Assalamualaikum wbt.
It had been quite long time I didn’t post anything here. In fact my life is getting merrier with the presence of my little caliph.

Now I’m pregnant for 22weeks. Alhamdulillah, it is really wonderful amazing journey. The baby’s sex is not reveal yet. Seems the baby is so shy to show her dot dot. Haha. But now, my baby is kicking so actively especially during in the lecture, praying, and when I’m put on music. Alhamdulillah, I’m so blessed being pregnant. I can’t say it is easy, it’s not easy but I believe I can make it through,inshaAllah.

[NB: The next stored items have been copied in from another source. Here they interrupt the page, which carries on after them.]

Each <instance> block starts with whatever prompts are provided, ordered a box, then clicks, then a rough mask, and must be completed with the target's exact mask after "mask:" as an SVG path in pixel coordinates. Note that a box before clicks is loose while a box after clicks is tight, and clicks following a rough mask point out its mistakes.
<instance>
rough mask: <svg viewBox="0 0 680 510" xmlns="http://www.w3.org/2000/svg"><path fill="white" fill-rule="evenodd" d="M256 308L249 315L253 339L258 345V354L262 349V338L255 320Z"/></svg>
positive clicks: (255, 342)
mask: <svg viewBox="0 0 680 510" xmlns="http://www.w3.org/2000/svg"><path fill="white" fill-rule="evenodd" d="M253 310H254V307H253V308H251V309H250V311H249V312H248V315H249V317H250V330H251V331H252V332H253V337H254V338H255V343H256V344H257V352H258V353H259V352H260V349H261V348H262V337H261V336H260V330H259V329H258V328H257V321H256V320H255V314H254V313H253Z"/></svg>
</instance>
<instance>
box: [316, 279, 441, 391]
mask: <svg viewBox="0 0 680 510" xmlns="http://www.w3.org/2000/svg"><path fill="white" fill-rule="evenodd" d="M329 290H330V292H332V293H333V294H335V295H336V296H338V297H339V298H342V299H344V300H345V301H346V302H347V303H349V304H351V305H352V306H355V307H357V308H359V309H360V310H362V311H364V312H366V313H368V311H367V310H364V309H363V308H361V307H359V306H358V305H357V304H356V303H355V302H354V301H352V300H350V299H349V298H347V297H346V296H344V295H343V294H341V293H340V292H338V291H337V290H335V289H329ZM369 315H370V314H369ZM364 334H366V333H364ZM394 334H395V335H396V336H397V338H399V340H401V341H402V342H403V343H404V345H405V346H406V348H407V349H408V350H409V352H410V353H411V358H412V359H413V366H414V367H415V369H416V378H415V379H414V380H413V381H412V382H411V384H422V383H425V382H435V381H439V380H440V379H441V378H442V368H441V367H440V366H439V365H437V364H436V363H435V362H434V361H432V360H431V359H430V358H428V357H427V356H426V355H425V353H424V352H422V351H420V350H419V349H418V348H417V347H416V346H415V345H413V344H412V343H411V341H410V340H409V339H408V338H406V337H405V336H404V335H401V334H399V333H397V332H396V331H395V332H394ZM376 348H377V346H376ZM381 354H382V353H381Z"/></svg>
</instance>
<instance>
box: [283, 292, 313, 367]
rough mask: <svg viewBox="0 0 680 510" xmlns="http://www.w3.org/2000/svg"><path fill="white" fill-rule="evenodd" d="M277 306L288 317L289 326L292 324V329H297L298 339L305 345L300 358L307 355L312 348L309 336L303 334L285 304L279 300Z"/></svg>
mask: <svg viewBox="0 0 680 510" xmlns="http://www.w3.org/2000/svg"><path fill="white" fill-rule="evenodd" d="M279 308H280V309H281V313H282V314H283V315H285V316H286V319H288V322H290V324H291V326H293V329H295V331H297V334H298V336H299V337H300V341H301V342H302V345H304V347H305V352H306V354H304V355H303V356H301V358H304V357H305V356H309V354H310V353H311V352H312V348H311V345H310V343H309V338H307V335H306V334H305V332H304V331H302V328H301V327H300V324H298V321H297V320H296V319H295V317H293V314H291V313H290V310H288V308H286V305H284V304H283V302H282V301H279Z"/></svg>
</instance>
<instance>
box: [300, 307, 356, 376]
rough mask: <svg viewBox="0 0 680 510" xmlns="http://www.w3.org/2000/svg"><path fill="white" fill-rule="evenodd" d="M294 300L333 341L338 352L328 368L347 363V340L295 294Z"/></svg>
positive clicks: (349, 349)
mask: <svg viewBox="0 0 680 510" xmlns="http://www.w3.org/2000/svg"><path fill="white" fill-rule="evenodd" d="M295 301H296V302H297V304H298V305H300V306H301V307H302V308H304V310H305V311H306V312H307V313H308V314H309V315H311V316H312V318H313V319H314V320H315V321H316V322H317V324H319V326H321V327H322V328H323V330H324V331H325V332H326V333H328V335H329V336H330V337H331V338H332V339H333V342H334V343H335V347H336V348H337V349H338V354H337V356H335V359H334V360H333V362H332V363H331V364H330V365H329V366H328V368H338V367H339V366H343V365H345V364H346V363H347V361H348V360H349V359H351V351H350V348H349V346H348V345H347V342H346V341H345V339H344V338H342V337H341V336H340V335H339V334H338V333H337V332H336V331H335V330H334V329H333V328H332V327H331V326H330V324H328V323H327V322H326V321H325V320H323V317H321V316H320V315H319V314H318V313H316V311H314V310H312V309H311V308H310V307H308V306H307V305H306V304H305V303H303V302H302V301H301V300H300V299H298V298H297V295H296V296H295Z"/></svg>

After having enjoyment during winter break,it’s time to focus to study back. But I still having jet lag and post-vacation syndrome. Pfffftt..I hope my body is going to be normal again.

By the way, I miss my husband a lots. Everyday we keep calling, messaging, skyping,vibering what else? We use all the modern technology to make ease for us connecting each other yet it is still not same. I miss his smell, hugs, kiss, jokes, laugh and everything about him. I really miss him. Being in distant relationship is tough but there must be sweetness there,right? So, as my husband said, just be patient. There’s must be reasons why Allah choose us to be in such condition. And I believe in Him.

Before I end my writing, I would like to share a quote:

image

Rough day

Dr T asked us to do some clinical examinations on 2 patients today. Both are cardiac cases. So, my thought is like, ouh cardiac i’m not mastering it well yet. Still with discussion and helping by my friends i made it plus minus.

The other thing is we had percussion test on mannequin. This is the worst part for me,when i am in front of doc i forgot how to do percussion. Omg, what is wrong with me!!! In the end i made percussion without full confidence. I hate this. The doc marked my score and told me, “It seems you don’t study well. Please study well next time.” Then I took the score paper without saying anything because I want to cry actually but need to hold it. I stared at my score and trying to calm myself. Yes, honestly i felt so worst and frustated. I felt like i wanna give up medicine. But this is not what I want the ending of my life. I want the bright, successful future. I took this path and i dont want to stop at half way. I cant lie myself how down and frustated i felt.
And i know, i am not alone. My friends also felt the same. Indeed we are still learning. Medical is fun for me but sometimes make me stress too.

I have a big dream which is to be a master in my field. That is what a muslim supposed to be,right? And this take a lot of efforts and hardwork. Nothing is free. To achieve something i have to work hard on it. I will inshaAllah.